43 Toen antwoordde Laban en zeide tot Jakob: Deze dochters zijn mijn dochters, en deze zonen zijn mijn zonen, en deze kudde is mijn kudde, ja, al wat gij ziet, dat is mijn; en wat zoude ik aan deze mijn dochteren heden doen? of aan haar zonen, die zij gebaard hebben?
Then Laban, answering, said, These women are my daughters and these children my children, the flocks and all you see are mine: what now may I do for my daughters and for their children?
44 Nu dan, kom, laat ons een verbond maken, ik en gij, dat het tot een getuigenis zij tussen mij en tussen u!
Come, let us make an agreement, you and I; and let it be for a witness between us.
45 Toen nam Jakob een steen, en hij verhoogde dien tot een opgericht teken.
Then Jacob took a stone and put it up as a pillar.
46 En Jakob zeide tot zijn broederen: Vergadert stenen! En zij namen stenen, en maakten een hoop; en zij aten aldaar op dien hoop.
And Jacob said to his people, Get stones together; and they did so; and they had a meal there by the stones.
47 En Laban noemde hem Jegar-Sahadutha; maar Jakob noemde denzelven Gilead.
And the name Laban gave it was Jegar-sahadutha: but Jacob gave it the name of Galeed.
48 Toen zeide Laban: Deze hoop zij heden een getuige tussen mij en tussen u! Daarom noemde men zijn naam Gilead,
And Laban said, These stones are a witness between you and me today. For this reason its name was Galeed,
49 En Mizpa; omdat hij zeide: Dat de HEERE opzicht neme tussen mij en tussen u, wanneer wij de een van den ander zullen verborgen zijn!
And Mizpah, for he said, May the Lord keep watch on us when we are unable to see one another's doings.
50 Zo gij mijn dochteren beledigt, en zo gij vrouwen neemt boven mijn dochteren, niemand is bij ons; zie toe, God zal getuige zijn tussen mij en tussen u!
If you are cruel to my daughters, or if you take other wives in addition to my daughters, then though no man is there to see, God will be the witness between us.
51 Laban zeide voorts tot Jakob: Zie, daar is deze zelfde hoop, en zie, daar is dit opgericht teken, hetwelk ik opgeworpen heb tussen mij en tussen u;
And Laban said, See these stones and this pillar which I have put between you and me;
52 Deze zelfde hoop zij getuige, en dit opgericht teken zij getuige, dat ik tot u voorbij dezen hoop niet komen zal, en dat gij tot mij, voorbij dezen hoop en dit opgericht teken, niet komen zult ten kwade!
They will be witness that I will not go over these stones to you, and you will not go over these stones or this pillar to me, for any evil purpose.
53 De God van Abraham, en de God van Nahor, de God huns vaders richte tussen ons! En Jakob zwoer bij de Vreze zijn vaders Izaks.
May the God of Abraham and the God of Nahor, the God of their father, be our judge. Then Jacob took an oath by the Fear of his father Isaac.
54 Toen slachtte Jakob een slachting op dat gebergte, en hij nodigde zijn broederen, om brood te eten; en zij aten brood, en vernachtten op dat gebergte.

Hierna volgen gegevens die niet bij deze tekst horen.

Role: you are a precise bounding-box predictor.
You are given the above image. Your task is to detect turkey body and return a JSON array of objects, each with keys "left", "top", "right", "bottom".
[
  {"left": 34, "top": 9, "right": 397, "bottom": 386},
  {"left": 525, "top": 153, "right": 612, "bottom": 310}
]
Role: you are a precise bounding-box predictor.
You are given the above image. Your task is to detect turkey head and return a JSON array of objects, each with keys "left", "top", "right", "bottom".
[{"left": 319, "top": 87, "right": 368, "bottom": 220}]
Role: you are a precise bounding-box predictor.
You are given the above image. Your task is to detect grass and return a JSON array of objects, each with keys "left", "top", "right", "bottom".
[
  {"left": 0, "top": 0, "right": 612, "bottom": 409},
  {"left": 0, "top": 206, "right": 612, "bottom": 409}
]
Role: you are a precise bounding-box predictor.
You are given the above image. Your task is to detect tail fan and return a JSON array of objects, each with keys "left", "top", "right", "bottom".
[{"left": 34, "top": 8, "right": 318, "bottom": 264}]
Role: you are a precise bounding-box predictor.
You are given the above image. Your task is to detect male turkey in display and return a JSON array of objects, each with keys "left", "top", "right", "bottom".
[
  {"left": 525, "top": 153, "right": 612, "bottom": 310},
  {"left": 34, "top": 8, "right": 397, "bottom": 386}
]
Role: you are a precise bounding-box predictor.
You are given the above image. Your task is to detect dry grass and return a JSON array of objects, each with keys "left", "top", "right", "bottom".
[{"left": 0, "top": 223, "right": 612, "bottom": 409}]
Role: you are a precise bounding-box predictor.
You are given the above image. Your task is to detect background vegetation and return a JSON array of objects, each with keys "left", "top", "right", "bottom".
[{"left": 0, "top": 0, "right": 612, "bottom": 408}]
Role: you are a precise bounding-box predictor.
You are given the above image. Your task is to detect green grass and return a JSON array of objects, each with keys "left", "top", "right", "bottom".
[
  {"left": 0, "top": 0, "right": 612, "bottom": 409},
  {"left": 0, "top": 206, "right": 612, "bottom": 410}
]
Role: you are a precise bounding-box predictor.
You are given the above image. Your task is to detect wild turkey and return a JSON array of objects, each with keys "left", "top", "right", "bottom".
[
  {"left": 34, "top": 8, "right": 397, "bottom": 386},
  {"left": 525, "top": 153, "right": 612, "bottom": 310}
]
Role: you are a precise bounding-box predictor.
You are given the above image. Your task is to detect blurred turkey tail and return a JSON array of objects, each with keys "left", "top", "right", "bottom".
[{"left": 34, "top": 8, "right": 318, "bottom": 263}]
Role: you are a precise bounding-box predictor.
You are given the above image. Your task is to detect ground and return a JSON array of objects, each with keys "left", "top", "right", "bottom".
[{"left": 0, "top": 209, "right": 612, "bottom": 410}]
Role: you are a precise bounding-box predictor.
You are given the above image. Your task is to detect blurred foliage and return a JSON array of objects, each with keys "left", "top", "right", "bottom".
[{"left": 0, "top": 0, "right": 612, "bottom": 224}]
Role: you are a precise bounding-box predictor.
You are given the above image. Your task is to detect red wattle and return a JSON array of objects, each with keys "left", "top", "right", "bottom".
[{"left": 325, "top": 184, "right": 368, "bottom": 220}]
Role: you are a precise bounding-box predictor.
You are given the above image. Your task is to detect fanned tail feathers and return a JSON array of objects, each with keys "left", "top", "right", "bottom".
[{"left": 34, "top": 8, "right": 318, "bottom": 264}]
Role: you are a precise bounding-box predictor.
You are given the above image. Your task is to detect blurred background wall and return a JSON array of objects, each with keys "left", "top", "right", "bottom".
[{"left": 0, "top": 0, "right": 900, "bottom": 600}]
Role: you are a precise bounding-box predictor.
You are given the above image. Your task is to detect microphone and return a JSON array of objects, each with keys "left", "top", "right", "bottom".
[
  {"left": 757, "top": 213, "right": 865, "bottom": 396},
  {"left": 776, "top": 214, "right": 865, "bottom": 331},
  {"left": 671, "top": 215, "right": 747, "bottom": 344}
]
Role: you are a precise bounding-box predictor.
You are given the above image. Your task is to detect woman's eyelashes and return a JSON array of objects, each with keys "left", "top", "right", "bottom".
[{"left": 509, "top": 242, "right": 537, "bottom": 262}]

And Jacob made an offering on the mountain, and gave orders to his people to take food: so they had a meal and took their rest that night on the mountain.
55 En Laban stond des morgens vroeg op, en kuste zijn zonen, en zijn dochteren, en zegende hen; en Laban trok heen, en keerde weder tot zijn plaats.
And early in the morning Laban, after kissing and blessing his daughters, went on his way back to his country.